SAPPORO – The Sapporo High Court’s ruling was clear and ground-breaking: The Constitution guarantees the freedom of marriage for same-sex couples.

The ruling handed down Thursday, the first by an appellate court in a series of lawsuits regarding same-sex marriage, determined that the current system that recognizes marriage between only people of different sexes contravened the spirit of the Constitution. Plaintiffs in this case and their supporters were delighted by what they called a “long-awaited ruling” that went significantly further than the decision handed down by the Sapporo District Court, the court of first instance, that also found the ban on same-sex marriage unconstitutional.

Plaintiff Eri Nakaya smiled through tears of joy and occasionally choked up when describing what the latest ruling meant to her.

“This decision has encouraged us that it’s fine for us to live as a family in this country,” Nakaya, a 32-year-old company employee, said at a press conference in Sapporo.

The main points of contention in this lawsuit were whether Civil Code and Family Registration Law provisions based on marriage between a man and woman violated the supreme law’s Paragraph 1 of Article 24, which stipulates freedom of marriage; Paragraph 2 of the same article, which stipulates that laws on matters pertaining to marriage shall be enacted from the standpoint of individual dignity and the essential equality of the sexes; and Paragraph 1 of Article 14, which guarantees that all people “are equal under the law.” The March 2021 ruling by the Sapporo District Court only recognized that the current situation violated the Constitution’s Article 14.

However, Thursday’s ruling handed down by presiding Judge Kiyofumi Saito said that given circumstances such as growing social understanding and awareness of sexual minorities, the provisions also violate the two paragraphs of Article 24. Although the plaintiffs’ demands for damages were dismissed, the judge recognized their call for a legal framework because “there seems to be no disadvantage or harm even if same-sex marriage were made possible.”
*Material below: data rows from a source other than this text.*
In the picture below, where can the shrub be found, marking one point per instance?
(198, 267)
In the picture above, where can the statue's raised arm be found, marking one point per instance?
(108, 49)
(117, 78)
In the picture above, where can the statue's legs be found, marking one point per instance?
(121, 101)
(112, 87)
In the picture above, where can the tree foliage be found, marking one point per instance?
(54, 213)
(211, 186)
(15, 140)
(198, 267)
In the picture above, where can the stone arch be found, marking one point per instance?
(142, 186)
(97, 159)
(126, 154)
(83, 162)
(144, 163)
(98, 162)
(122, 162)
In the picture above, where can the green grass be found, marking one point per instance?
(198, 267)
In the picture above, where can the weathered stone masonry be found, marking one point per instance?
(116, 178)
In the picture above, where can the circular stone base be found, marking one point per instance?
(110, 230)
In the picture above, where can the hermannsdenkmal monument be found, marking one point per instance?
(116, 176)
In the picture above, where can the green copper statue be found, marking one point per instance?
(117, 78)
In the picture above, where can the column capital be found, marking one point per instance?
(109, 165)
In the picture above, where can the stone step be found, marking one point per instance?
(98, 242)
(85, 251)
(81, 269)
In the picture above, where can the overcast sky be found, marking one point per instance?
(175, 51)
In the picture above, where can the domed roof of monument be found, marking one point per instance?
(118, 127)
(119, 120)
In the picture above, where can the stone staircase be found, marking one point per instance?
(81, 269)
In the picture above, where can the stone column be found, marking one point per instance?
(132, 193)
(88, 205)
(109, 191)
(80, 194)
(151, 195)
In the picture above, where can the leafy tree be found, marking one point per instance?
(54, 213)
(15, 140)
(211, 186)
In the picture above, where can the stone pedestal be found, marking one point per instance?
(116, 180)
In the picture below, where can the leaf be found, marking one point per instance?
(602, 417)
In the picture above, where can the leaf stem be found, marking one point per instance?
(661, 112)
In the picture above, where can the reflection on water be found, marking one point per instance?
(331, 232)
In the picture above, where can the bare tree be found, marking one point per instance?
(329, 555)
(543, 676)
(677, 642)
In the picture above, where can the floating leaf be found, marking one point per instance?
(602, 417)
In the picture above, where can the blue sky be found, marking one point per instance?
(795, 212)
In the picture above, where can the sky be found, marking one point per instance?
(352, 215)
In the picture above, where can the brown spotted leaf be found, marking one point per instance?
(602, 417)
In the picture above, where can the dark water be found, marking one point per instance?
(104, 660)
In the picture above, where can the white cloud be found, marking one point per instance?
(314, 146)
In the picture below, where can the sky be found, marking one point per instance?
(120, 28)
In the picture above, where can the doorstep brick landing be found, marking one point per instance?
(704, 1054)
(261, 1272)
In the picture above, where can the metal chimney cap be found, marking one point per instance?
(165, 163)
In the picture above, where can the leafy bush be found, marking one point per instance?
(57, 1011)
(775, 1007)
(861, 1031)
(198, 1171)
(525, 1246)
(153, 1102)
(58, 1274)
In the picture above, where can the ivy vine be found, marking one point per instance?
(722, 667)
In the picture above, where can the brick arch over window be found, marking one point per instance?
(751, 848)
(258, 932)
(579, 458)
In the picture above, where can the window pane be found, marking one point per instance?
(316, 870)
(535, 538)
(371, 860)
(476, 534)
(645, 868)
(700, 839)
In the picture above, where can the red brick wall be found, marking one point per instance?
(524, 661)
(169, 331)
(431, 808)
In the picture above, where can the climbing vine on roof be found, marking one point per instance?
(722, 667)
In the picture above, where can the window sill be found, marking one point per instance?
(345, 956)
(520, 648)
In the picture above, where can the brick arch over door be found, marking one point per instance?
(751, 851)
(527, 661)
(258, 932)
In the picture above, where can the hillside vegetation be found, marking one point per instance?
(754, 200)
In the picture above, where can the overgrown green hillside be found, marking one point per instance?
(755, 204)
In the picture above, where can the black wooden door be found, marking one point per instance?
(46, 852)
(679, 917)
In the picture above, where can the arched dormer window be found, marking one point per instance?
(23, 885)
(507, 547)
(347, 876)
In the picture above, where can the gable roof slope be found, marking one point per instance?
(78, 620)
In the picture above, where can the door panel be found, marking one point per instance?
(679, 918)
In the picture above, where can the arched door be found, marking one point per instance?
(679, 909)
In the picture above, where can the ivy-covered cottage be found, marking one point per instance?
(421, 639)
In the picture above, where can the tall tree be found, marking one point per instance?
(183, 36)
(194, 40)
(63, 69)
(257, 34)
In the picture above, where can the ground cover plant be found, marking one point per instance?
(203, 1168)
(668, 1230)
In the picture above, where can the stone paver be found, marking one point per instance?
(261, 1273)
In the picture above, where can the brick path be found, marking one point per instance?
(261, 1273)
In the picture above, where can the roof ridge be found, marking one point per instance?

Nakaya has been with her partner, a company employee in her 30s, for about 16 years. Nakaya is the only person among the three couples who filed the Sapporo lawsuit to have publicly revealed their real name and face. She remained anonymous when the lawsuit was filed in 2019, but she decided to reveal her identity after the case moved to the higher court. “I want the public to know that it’s very ordinary, regular people who have filed this lawsuit,” Nakaya said.

Nakaya’s parents now support her lawsuit. However, Nakaya revealed that her relationship with her parents had been “broken for half of my life.” When Nakaya came out to her parents at the age of 16, her mother wept. Nakaya tried to talk about her partner many times, but her parents refused to listen.

This court case led to a thaw in their relationship. Three months after filing the lawsuit, Nakaya explained the significance of the case to her parents, and pleaded with them “not to deny the existence of my sexuality.” Her parents quietly listened stony-faced, but a while later, Nakaya and her partner received a letter from Nakaya’s mother. The letter contained an apology and messages of encouragement.

If Japan’s laws are revised and same-sex marriage becomes recognized, not just Nakaya and her partner but also their parents will be able to become a family.

“We can take a huge stride forward thanks to this high court ruling,” Nakaya said, her eyes red from crying.